The crucial point that has to be made about regular expressions is that they can't count; so a single regexp can't cope with tags that are nested arbitrarily deep. If there is a fixed limit, it can be done, but really only in principle; a solution that would also work for arbitrary nesting would be easier.
So, what sort of solution? I'm just going to sketch something out here, rather than write all the code - I'd be bound to make some silly mistake somewhere, 'cos right now my brain isn't parsing PHP to well. It uses an idea I've posted a couple of times already, in threads 10219330 and 10221160.
You find each occurrence of {b}...{/b} in the string (using {} instead of [] that does't contain any intervening {b} or {/b} tags.
Capture the bit in between, and replace it with some identifier. Store the captured bit along with the identifier in an array.
Keep doing this until there are no {b}...{/b} pairs found (this is the loop that regular expressions can't do) - in other words, the string doesn't change after the preg_replace(), so it means hanging on to the previous value of the string for a "before-and-after" comparison. The only {b} and {/b} tags left are unmatched ones.
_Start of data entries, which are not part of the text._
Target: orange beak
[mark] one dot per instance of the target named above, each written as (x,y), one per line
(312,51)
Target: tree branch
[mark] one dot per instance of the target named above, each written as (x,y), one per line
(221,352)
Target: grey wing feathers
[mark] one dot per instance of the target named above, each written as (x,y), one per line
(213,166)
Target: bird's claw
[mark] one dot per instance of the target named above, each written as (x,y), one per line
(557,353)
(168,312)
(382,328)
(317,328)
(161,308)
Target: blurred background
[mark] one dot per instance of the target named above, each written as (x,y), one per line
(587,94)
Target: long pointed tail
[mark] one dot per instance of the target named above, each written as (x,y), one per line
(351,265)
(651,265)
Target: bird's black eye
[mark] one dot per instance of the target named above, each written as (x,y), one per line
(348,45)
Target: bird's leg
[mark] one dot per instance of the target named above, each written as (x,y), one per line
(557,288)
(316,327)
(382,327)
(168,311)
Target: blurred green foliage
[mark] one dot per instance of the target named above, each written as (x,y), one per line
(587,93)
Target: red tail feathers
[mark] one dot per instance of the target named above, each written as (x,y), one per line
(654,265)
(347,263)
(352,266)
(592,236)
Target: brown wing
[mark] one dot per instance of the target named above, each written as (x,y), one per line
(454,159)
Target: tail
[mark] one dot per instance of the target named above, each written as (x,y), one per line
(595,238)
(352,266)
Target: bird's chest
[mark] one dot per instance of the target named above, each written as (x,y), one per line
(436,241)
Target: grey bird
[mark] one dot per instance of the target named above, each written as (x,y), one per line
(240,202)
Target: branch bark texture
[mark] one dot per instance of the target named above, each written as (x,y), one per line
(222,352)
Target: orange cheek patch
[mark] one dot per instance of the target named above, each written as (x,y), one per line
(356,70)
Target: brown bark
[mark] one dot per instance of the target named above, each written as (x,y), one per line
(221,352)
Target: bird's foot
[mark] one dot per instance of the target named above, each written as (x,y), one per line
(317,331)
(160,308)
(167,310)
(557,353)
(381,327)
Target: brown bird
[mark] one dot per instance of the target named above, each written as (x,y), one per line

Now go through the array you've built up. Do this in reverse order, 'cos some of the later captured bits might contain the identifiers from earlier replacements (cos of nesting). Replace identifiers in the string with <b>corresponding captured bit</b>.
By adding a third field to the array - "tagtype" to go alongside "captured text" and "identifier", you could proceed to match {i}...{/i} and other pairs of tags at the same time as you match and replace {b}...{/b} pairs.